Un uomo albanese del Kosovo, rimasto anonimo, afferma che l'aggressore "mi ha colpito alla testa, mi ha colpito al corpo e mi ha gettato sul marciapiede lì vicino... Non solo mi ha violentato, mi ha anche picchiato sulla testa e sul collo... Non riesco mai a togliermelo dalla testa... Li ho supplicati due, tre volte, soprattutto quello che impugnava un fucile automatico, di uccidermi, ma invano".
Circa il 45% delle intervistate ha affermato di conoscere altre vittime che non hanno parlato dei loro abusi, principalmente per paura di portare vergogna alla loro famiglia.
In modo più positivo, "una vasta maggioranza (79%) delle partecipanti ha riportato alti livelli di resilienza; il 64% ha affermato che nonostante il dolore ha sperimentato una qualche forma di crescita", si legge nel rapporto, "una coesistenza di forza e crescita da un lato e sofferenza dall'altro".
Le conseguenze dell'abuso hanno anche causato un trauma generazionale: circa il 67% ha affermato che ha colpito completamente le loro famiglie e circa il 29,4% che ha colpito la loro famiglia in una certa misura; il 48% afferma che ha avuto ripercussioni sui propri figli.
"Solo l'11,5% ha risposto esplicitamente di non pensare che la propria esperienza abbia avuto ripercussioni sui propri figli", afferma il rapporto.
Una donna albanese del Kosovo afferma: "Ho trasmesso la paura ai bambini: le stanze buie, le strade sconosciute, avevo sempre paura che potesse succedere qualcosa".
Le sopravvissute consigliano alle altre di non affrontare l'esperienza da sole, ma "parlarne" in ambienti sicuri e riservati per evitare di "colpevolizzare la vittima".
"Molte partecipanti raccomandano esplicitamente di contattare Medica Gjakova e altre organizzazioni di supporto, alcune affermano che questo aiuta a formare nuove amicizie e a sviluppare un senso di appartenenza", afferma il rapporto.
Si aggiunge che "le partecipanti chiedono comprensione e riconoscimento delle loro esperienze, dalla società in generale e dalla società kosovara in particolare, empatia per la loro sofferenza e il loro dolore, nonché rispetto da parte di coloro che si trovano nel loro ambiente immediato e dai concittadini in generale".
Il rapporto raccomanda il rafforzamento istituzionale dei servizi per superare la stigmatizzazione, in particolare supporto psicosociale e strategie di sensibilizzazione, soprattutto per i sopravvissuti uomini e di origine serba, rom, ashkali, comunità egiziane.
Si raccomandano inoltre interventi per modificare le norme patriarcali e i ruoli di genere; un migliore accesso alle riparazioni, tra cui l'emendamento della legge del 2014 sullo status e i diritti dei martiri, degli invalidi, dei veterani, dei membri dell'Esercito di liberazione del Kosovo, delle vittime di violenza sessuale di guerra, delle vittime civili e delle loro famiglie, per riflettere i risultati dello studio e le esigenze dei sopravvissuti.
Il rapporto raccomanda inoltre la rimozione dei limiti di tempo per richiedere lo status ufficiale di vittima di stupro di guerra, che conferisce determinati sussidi statali, dato che alcune sopravvissute potrebbero non presentare domanda perché temono determinati membri della famiglia o non vogliono "farli vergognare".
Si esortano le autorità a "estendere la finestra temporale per gli incidenti di violenza sessuale correlati alla guerra coperti dalla legge all'intero periodo del conflitto.
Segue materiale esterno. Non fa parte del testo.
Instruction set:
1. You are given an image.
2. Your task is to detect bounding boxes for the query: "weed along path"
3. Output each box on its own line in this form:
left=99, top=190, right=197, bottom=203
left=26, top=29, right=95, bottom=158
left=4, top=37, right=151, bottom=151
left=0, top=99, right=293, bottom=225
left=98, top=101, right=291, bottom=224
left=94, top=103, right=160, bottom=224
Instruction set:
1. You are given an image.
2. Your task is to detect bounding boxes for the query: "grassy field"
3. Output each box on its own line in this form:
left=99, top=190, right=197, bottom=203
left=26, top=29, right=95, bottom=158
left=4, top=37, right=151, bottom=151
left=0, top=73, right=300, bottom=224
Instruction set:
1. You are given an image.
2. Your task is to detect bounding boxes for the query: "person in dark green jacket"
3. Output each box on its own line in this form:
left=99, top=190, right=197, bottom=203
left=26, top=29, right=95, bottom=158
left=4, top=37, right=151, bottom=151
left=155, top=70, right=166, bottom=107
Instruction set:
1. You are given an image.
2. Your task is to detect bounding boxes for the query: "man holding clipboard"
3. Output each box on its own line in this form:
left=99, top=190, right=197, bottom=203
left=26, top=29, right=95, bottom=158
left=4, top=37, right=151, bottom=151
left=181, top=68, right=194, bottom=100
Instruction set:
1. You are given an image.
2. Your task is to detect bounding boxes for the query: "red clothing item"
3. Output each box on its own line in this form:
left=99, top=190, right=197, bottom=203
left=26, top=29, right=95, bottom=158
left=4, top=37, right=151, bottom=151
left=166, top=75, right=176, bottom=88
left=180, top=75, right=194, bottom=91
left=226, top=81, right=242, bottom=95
L'attuale limitazione temporale è discriminante e impedisce in modo sproporzionato alle minoranze etniche di esercitare i propri diritti. Il suggerimento è di adottare il lasso di tempo stabilito dalla Legge sulle persone scomparse, che va dal 1° gennaio 1998 al 31 dicembre 2000”. Si stima che in Kosovo ci siano circa 20.000 persone sopravvissute agli stupri di guerra.